Working to make abortion unthinkable was the major theme of the National Pro-Life Summit, which took place on January 20th. Spearheaded by Kristan Hawkins, President of Students for Life of America, the event boasted a plethora of high-caliber speakers who discussed the significance of the pro-life movement and the necessity of getting involved in it from a young age.

“The cause of life is the calling of our time,” the former Vice President Mike Pence told the crowd to a cacophony of cheers. When asked what the first thing the next pro-life president should do upon being sworn in, Pence matter-of-factly said that he must pull chemical abortion pills completely off the market. 

“There is no common ground with evil,” the author and influencer Will Witt declared in his speech to the crowd, understanding that most of it was composed with teenagers and young adults who might come to question their position on abortion when faced with the ire of their pro-abortion peers. “Why are we fine sacrificing the truth because we want people to like us?” 

Dr. Kevin Roberts of the Heritage Foundation called the pro-life movement a “culture-shaping crusade” that we can never cease fighting, building on the recurring idea throughout the conference that being pro-life can’t just be a label, but rather an ideal that you must live by. Calling for an end to the “slaughterhouses of the unborn,” as activist Abby Johnson put it, is just the first step in ensuring the protection of those in the womb who cannot protect themselves.

Not all the speeches throughout the day had the same hopeful appeal, however. A panel of representatives from the Alliance Defending Freedom discussed abortion-related ballot initiatives, and how many states are considering abortion legislation in 2024. “Dangerously and intentionally vague” language is increasingly being incorporated into this type of legislation to confuse voters who may otherwise not support say, using taxpayer money to fund abortions.

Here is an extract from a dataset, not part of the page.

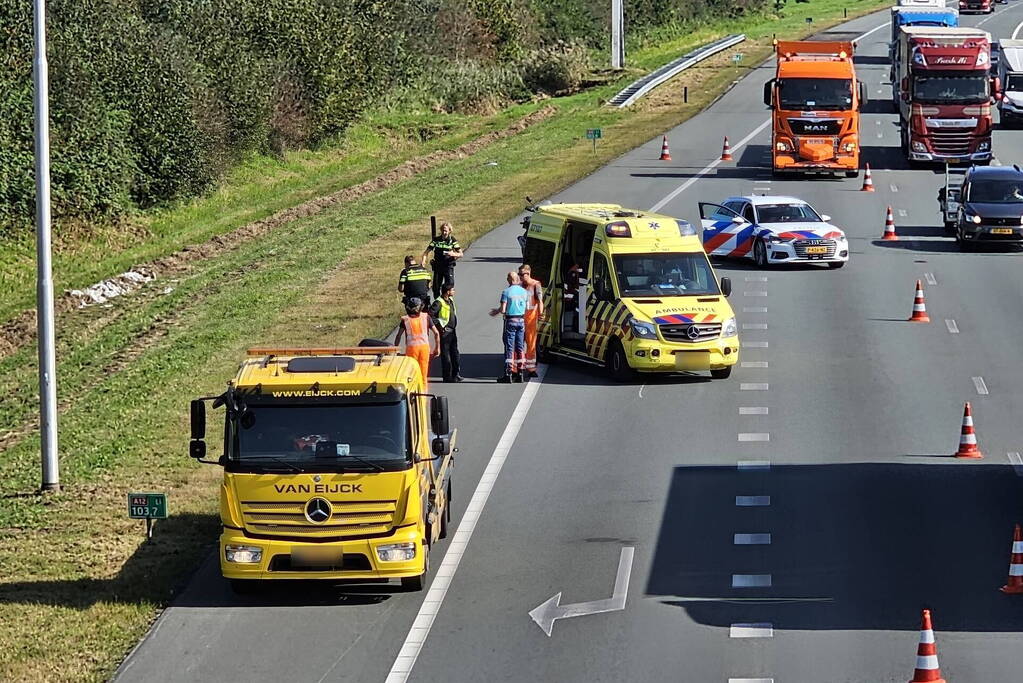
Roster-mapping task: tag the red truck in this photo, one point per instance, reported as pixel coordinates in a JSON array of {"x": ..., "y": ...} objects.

A panel called “Campaign for Abortion-Free Cities” revealed that many people (up to 73 percent) are unaware of existing pregnancy help centers in their areas and, in the case of a crisis pregnancy, may opt to choose abortion just because they thought they had no other option due to a lack of pro-life representation where they live. In a discussion about bioethics and the future of abortion, Katy Faust, president of Them Before Us, said that the “baby-making industry destroys more life than the baby-taking industry every year,” expanding the umbrella of the pro-life movement to include dire issues like the effects of surrogacy and IVF babies on children and families.

In a world where we are unnecessarily overstimulated by the details of the political sphere—government shutdowns, foreign aid packages, national elections, oh my!—it becomes easy to forget, or ignore, that all of us arguing about these matters are only able to do so because we were allowed to live.

“Human progress never rolls in on the wheels of inevitability,” Tyson Langhofer of the Alliance Defending Freedom said at the summit. This past weekend is not where the fight for life ends, but where it starts. The preborn have no voices, so we must serve as foot soldiers for them in a world that increasingly wants them dead. 

Isabel Vaughan-Spruce appeared in person at Saturday’s summit. A graceful and humble servant of the Lord, she explained her story to us and the hardships she has endured to defend life. Despite all the troubles she has faced in her career supporting women in crisis pregnancies, she told us, “We must become people of hope.” 

Hope is definitely the best place to start, as it seems that, without it, the pro-life movement will continue to struggle in America and across the world.